3
votes

I built a convolutional neural network in Keras.

model.add(Convolution1D(nb_filter=111, filter_length=5, border_mode='valid', activation="relu", subsample_length=1))

According to the CS231 lecture a convolving operation creates a feature map (i.e. activation map) for each filter which are then stacked together. IN my case the convolutional layer has a 300 dimensional input. Hence, I expect the following computation:

  • Each filter has a window size of 5. Consequently, each filter produces 300-5+1=296 convolutions.
  • As there are 111 filters there should be a 111*296 output of the convolutional layer.

However, the actual output shapes look differently:

convolutional_layer = model.layers[1]
conv_weights, conv_biases = convolutional_layer.get_weights()

print(conv_weights.shape) # (5, 1, 300, 111)
print(conv_biases.shape)  # (,111)

The shape of the bias values makes sense, because there is one bias value for each filter. However, I do not understand the shape of the weights. Apparently, the first dimension depends on the filter size. The third dimension is the number of input neurons, which should have been reduced by the convolution. The last dimension probably refers to the number of filters. This does not make sense, because how should I easily get the feature map for a specific filter?

Keras either uses Theano or Tensorflow as a backend. According to their documentation the output of a convolving operation is a 4d tensor (batch_size, output_channel, output_rows, output_columns).

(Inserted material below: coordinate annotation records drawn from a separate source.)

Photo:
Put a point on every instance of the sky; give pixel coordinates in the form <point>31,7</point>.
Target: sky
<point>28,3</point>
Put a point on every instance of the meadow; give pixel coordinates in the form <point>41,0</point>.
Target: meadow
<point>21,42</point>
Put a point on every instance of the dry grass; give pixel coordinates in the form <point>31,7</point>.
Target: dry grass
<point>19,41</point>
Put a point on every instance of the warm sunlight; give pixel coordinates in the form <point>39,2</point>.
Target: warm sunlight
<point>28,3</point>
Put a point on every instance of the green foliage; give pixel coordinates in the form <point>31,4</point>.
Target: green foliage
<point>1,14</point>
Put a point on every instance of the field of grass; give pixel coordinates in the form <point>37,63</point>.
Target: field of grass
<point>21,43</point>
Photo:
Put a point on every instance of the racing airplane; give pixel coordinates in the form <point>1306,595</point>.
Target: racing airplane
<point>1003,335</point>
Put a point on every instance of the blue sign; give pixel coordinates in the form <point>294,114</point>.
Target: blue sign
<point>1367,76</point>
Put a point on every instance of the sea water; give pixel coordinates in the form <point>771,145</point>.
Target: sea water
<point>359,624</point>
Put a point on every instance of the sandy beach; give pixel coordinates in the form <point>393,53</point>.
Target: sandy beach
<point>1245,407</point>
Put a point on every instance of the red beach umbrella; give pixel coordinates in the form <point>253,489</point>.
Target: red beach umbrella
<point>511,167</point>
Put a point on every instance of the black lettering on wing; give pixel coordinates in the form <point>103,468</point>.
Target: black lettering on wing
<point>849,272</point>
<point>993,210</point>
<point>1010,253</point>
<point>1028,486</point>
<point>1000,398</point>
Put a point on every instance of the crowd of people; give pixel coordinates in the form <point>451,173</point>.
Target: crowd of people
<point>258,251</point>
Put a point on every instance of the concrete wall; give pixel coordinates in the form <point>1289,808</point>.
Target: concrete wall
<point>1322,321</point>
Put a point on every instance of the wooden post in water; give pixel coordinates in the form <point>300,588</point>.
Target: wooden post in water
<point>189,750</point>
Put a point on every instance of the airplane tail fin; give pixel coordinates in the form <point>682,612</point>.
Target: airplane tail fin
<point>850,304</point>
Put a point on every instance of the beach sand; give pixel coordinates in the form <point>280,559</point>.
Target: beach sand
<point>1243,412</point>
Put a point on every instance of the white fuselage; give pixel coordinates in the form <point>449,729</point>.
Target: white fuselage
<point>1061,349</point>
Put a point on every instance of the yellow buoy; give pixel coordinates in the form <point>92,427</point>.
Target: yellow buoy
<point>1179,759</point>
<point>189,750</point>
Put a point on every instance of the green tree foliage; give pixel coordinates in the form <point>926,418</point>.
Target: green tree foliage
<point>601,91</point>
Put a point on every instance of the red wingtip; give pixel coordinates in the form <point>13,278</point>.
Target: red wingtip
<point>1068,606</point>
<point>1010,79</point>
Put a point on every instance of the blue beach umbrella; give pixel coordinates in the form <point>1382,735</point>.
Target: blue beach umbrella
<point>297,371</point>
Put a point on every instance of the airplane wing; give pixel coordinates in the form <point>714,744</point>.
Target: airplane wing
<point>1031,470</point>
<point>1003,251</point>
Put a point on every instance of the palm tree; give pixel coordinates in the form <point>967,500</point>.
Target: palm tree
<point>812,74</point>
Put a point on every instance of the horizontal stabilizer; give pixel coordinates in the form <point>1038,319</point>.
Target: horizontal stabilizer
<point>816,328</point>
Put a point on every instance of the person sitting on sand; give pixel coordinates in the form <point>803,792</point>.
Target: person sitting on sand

Can somebody explain me the output shape in accordance with the CS231 lecture?

2
Well... the actual output shape is not the weights shape. You can see the output shape when you create a model and make model.summary(). But, perhaps you've got inverted dimensions in the "input": (channels x 1d length) versus (1d length x channels). Try inverting the input, with "Reshape((1,300))" or "Reshape((300,1))" -- It will depend on whether your keras is configured for channels first or channels last. (Also, I don't know what the subsample_length=1 means, it's not on keras documentation, it seems).Daniel Möller

2 Answers

2
votes
  • Your Weight dimension has to be [filter_height, filter_width, in_channel, out_channe]
  • With your example I think the input channel which is the depth of the input is 300 and you want the output channel to be 111
  • Total number of filters are 111 and not 300*111
  • As you have said by yourself each bias for every filter so 111 bias for 111 filters
  • Each filter out of 111 will produce a convolution on the input
  • The Weight shape in your case means that you are using a kernel patch of shape 5*1
  • The third dimension means that depth of input feature map is 300
  • The fourth dimension mean that depth of the output feature map is 111
0
votes

Actually it makes very good sense. Your learn the weights of the filters. Each filter in turn produces an output (aka an activation map respective to your input data).

The first two axes of your conv_weights.shape are the dimensions of your filter that is being learned (as your already mentioned). Your filter_length is 5 x 1. Your input has 300 dimensions and you want to get 111 filters per dimension, so you end up with 300 * 111 filters of size 5 * 1 weights.

I assume that the feature map of filter #0 for dimension #0 is sth like your_weights[:, :, 0, 0].